Я сел на могилу отца и вытащил бутылку «Столичной». Сделал долгий глоток и чуть не поперхнулся. Никак не могу привыкнуть пить прямо из горлышка. Отец тоже не мог. Он пил водку из маленькой рюмки, не разбавляя, и всегда что-нибудь приговаривал.

– Прими и ты, – сказал я, проливая капельку на могилу.

Из темноты вынырнули три человека – кладбищенский сторож и двое полицейских.

– Вот он сидит, пьет водку на чужой могиле, – прохрипел старик.

– Что вы тут сидите? – спросил один из полицейских.

– Он перескочил через стену, потому что ворота закрыты, – пояснил старик. – Ведь сегодня праздник.

– Какой праздник? – поинтересовался другой полицейский.

– Не помню, – сказал старик. – Какой-то их еврейский праздник.

– Ага, так ты не еврей? – спросил полицейский.

– Нет, – ответил старик. – Я родом из Нивалы.

– Это к югу от Оулу, – вспомнил первый полицейский. – Я знаю одного писателя оттуда, из Нивалы. Сейчас-то он здесь, в Хельсинки. Он строительный рабочий, потому что писательством не прожить.

– Мне это известно, – сказал другой полицейский, – человек берется писать, потому что не может прожить на то, что зарабатывает на стройках.

– Что вы тут сидите? – снова стал допытываться полицейский. – Покажите-ка, что тут у вас. Ага, водка. Что вы задумали? На забулдыгу вроде не похожи. За такое можно и срок схлопотать.

– Боюсь я его, – сказал старик.

– Это могила моего отца, – стал объяснять я. – Я хочу его помянуть.

– Сегодня вход на кладбище запрещен, – сказал полицейский.

– Я упустил это из виду, – солгал я.

– Вы всегда перелезаете через стену? – спросил полицейский.

– Всегда.

– Я сказал ему, что сегодня сюда нельзя приходить, – сказал старик, повысив голос.

– Я принял его за алкаша, – сказал я.

– Не дерзите, милейший, – сказал первый полицейский.

– Это могила моего отца. Он похоронен здесь.

– У вас есть документы, удостоверяющие личность?

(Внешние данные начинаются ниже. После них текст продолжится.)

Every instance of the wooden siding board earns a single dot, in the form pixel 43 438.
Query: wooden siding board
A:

Я вытащил из сумки свой партийный билет.

– Что это? Здесь нет фотографии… – Полицейский чиркнул спичкой и прочел по билету мою фамилию. Затем перегнулся через край могилы и прочел имя на табличке: Микко Пейнлих. – У вас с отцом разные фамилии?

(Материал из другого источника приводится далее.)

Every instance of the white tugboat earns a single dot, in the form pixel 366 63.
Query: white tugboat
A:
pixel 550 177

Я ошибся в темноте могилой.

– Не та могила, – сказал я, разводя руками.

– В этом нет сомнения, – сказал полицейский. – Вам непременно надо было прийти сюда, чтобы выпить? Ведь тут совсем близко сад. Вы и вправду еврей? Да, конечно, малость смахиваете на еврея: нос и все такое прочее… Это, конечно, может служить смягчающим обстоятельством…

– Нос?

– Нет, то, что вы еврей и выпиваете на еврейском кладбище.

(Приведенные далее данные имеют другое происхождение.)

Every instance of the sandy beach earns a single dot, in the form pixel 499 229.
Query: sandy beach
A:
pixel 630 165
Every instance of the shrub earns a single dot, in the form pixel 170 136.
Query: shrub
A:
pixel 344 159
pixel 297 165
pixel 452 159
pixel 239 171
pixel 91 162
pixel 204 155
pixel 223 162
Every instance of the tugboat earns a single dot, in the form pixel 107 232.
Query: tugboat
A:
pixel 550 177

– Я выпиваю не как еврей, – сказал я, – а потому, что нынче канун Первого мая. В этот день я обычно поминаю моего отца.

– Поминали бы в какой-нибудь другой день, – сказал полицейский. – Откуда мы знаем, что ваш отец вообще умер?

– Его могила где-то здесь, – сказал я, озираясь.

– Тогда почему вы не пошли на его могилу?

– Здесь так темно…

– Тогда почему вы приходите сюда, если боитесь темноты?

– Да чего мне бояться!

– Бояться Господа и почитать мертвых, – сказал старик.

– Иначе дело обернется дубинкой, – сказал один из полицейских.

– Можно мне теперь уйти пить где-нибудь в спокойном месте, чтоб не вызывать нареканий? – спросил я.

– По существу, об этом следовало бы заявить, – сказал полицейский, тот, что был помоложе.

– Ладно уж, иди, раз нынче Первое мая, – сказал тот, что был постарше.

– Повезло тебе, скажи спасибо Создателю, – сказал тот, что помоложе.

– Спасибо, – сказал я, подошел к стене и перескочил через нее. Затем обернулся и крикнул: —Уходите отсюда. Здесь находиться нельзя. Сегодня праздник.